Creditors play hardball with Clive Palmer
Clive Palmer’s plan to dodge $100m debts by restructuring his nickel refinery is likely to be thwarted by angry creditors.
Clive Palmer’s plan to dodge $100 million debts by restructuring his nickel refinery is likely to be thwarted by angry creditors demanding part-payment before dealing with his new company.
The Australian can reveal voluntary administrators FTI Consulting cancelled every supply contract for the refinery on Tuesday, including Aurizon’s trains that were due to pick up nickel ore from a ship arriving in Townsville’s port this Saturday.
Mr Palmer’s Queensland Nickel Sales Pty Ltd will now be forced to negotiate with angry suppliers, many of whom are still owed money by Queensland Nickel Pty Ltd, Mr Palmer’s under-administration company that operated the refinery until Monday.
The company faces tough conversations with rail group Aurizon, Glencore (from which it buys coal, sells nickel, and leases a port berth), oil supplier Puma, gas seller AGL, and chemical seller Ixom, among others.
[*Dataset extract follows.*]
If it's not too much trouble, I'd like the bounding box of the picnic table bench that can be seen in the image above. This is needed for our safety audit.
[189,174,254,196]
As it stands, Mr Palmer has no way of transporting the ore from the port to the refinery when the ship docks at the weekend, cruelling the plant’s ability to process nickel and start making money again.
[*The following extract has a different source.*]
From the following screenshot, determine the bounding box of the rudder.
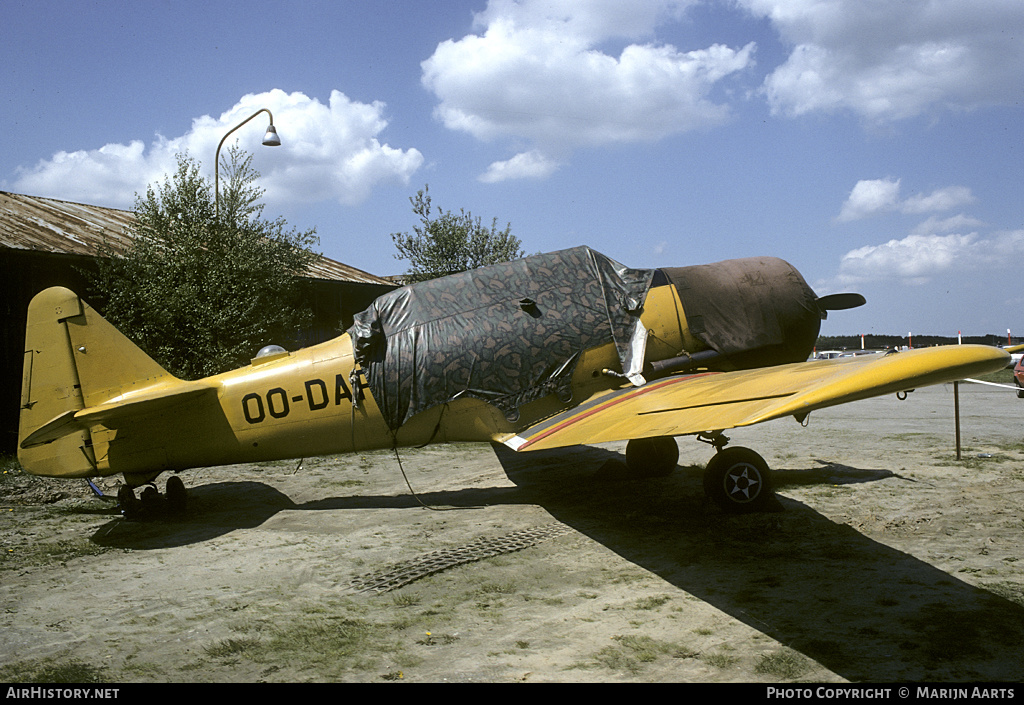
[18,287,174,477]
The Australian understands the new company also has not lodged a berthing application for the ship.
A source close to the company confirmed the new manager faced an uphill battle to win over “distrustful” suppliers and workers.
“The employees and the suppliers need to feel confident that they will be paid,” the source said.
“There’s a level of distrust there.”
One supplier told The Australian it was not prepared to enter into a new contract without at least some of its outstanding debt with Queensland Nickel Pty Ltd being settled.
“We want the business to continue, but we’re not about to just throw good money after bad,” the supplier said.
An Aurizon spokesman confirmed administrators asked the rail group on Tuesday to cancel all current train orders, effective immediately.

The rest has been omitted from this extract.